Disciplinary Core Ideas within this lesson include:
LS1.C Organization for Matter and Energy Flow in Organisms
LS2.A Interdependent Relationships in Ecosystems
Importance of Modeling to Develop Student
Responsibility, Accountability, and Independence
Depending upon the time of year, this lesson is taught, teachers should consider modeling how groups should work together; establish group norms for activities, class discussions, and partner talks. In addition, it is important to model think aloud strategies. This sets up students to be more expressive and develop thinking skills during an activity. The first half of the year, I model what group work and/or talks “look like and sound like.” I intervene the moment students are off task with reminders and redirecting. By the second and last half of the year, I am able to ask students, “Who can give of three reminders for group activities to be successful?” Who can tell us two reminders for partner talks?” Students take responsibility for becoming successful learners. Again before teaching this lesson, consider the time of year, it may be necessary to do a lot of front loading to get students to eventually become more independent and transition through the lessons in a timely manner.

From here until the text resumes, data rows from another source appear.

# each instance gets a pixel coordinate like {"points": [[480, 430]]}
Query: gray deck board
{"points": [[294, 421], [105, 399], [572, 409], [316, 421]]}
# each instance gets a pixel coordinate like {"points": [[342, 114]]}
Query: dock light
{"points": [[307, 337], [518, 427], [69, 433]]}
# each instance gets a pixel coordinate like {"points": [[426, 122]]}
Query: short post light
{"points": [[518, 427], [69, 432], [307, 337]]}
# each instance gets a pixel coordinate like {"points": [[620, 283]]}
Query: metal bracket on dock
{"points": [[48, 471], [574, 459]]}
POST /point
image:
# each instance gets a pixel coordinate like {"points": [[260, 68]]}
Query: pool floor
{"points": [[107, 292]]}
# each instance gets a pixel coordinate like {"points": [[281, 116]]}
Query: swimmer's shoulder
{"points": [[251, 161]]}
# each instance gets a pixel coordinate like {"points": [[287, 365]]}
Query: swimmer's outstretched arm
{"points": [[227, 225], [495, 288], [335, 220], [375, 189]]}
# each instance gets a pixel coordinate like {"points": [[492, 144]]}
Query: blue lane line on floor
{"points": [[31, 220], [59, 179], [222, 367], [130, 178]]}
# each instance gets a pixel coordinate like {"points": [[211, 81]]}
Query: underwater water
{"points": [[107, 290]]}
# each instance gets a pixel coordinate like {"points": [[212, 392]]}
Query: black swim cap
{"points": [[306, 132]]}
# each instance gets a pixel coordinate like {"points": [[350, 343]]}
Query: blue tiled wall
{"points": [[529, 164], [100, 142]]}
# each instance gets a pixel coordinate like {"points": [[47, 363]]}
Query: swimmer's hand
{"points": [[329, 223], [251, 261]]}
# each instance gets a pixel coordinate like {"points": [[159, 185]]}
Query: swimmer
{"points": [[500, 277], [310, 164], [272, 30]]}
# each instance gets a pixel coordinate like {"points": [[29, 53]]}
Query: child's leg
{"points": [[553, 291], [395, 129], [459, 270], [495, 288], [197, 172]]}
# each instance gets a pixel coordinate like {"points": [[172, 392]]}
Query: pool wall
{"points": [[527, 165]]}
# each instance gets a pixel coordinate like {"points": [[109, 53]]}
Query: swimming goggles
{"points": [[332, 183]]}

Every two to three days, I have my students observe each plant in the investigation to note changes and/or any new growth that has occurred. This gives the seeds time to germinate and sprout. Each day I have a student from each group water their plants that receive water. I remind them of their one plant whose independent variable is not receiving water.

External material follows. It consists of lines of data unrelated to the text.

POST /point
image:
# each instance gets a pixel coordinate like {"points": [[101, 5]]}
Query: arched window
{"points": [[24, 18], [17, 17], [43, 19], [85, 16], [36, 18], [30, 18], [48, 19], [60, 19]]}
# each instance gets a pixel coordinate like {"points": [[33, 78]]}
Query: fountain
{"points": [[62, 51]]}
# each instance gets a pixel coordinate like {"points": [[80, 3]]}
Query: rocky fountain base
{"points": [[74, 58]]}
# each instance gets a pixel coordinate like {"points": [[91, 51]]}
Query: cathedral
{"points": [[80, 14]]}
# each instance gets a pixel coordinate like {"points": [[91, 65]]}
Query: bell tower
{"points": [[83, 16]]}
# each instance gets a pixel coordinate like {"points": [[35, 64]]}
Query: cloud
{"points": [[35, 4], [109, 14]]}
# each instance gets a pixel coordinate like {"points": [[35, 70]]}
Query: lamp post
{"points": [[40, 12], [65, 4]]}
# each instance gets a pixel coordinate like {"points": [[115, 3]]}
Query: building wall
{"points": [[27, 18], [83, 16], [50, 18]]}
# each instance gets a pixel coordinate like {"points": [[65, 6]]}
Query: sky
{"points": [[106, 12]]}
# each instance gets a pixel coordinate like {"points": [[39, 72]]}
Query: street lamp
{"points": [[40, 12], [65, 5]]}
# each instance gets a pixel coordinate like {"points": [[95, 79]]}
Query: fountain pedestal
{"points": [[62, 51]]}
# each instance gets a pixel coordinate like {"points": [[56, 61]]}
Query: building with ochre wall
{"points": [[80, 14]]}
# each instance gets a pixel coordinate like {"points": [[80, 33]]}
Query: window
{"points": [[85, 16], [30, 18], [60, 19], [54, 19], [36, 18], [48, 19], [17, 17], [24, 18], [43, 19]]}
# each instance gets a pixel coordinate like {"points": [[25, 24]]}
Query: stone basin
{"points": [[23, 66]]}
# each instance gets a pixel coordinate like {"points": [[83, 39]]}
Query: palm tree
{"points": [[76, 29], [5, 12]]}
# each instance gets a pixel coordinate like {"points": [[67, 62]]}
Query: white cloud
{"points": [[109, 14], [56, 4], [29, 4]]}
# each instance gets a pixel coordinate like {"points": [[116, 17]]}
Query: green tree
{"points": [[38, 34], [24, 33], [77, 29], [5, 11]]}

Observing and Recording Data
I remind students they are using lab rats' roles to complete their observations and record data on their plants today. (These roles change each observation day.) The lab rats' director selects group members to retrieve their group's plants. Meanwhile, the materials manager, retrieves observation tools on a tray from the back supply table. When all materials are at their group, they begin their observations and data recording.
Students record all of their observations on their data table, which they previously set up in their interactive notebook. They are observing each plant's structures, color, and height. I tell them each time we make an observation, we are looking for new and/or changed structures on the plant, color appearances and changes, how tall the plant grows, and any other indications caused by the independent variable. I tell them to be attentive when they are observing and recording and explain it is important to pay attention to detail so the information / data can be as accurate as possible. Having accurate data provides stronger evidence when it comes time to supporting an argument or claim they are making about plants needs for growth.
The technician carefully monitors the measuring when it comes time to note the height of the plant's growth. The reporter shares their group's data with the class when we come together to discuss our findings.
Before leaving class on observation days, I have students write a brief reflection based on the observations they made that day. I ask them to think about the changes and new appearances on the plant and compare it to the control plant.
I want them to make comparisons between all the plants to start developing a sense of what plants need to grow, develop, and survive. These are collected and used a formative assessment.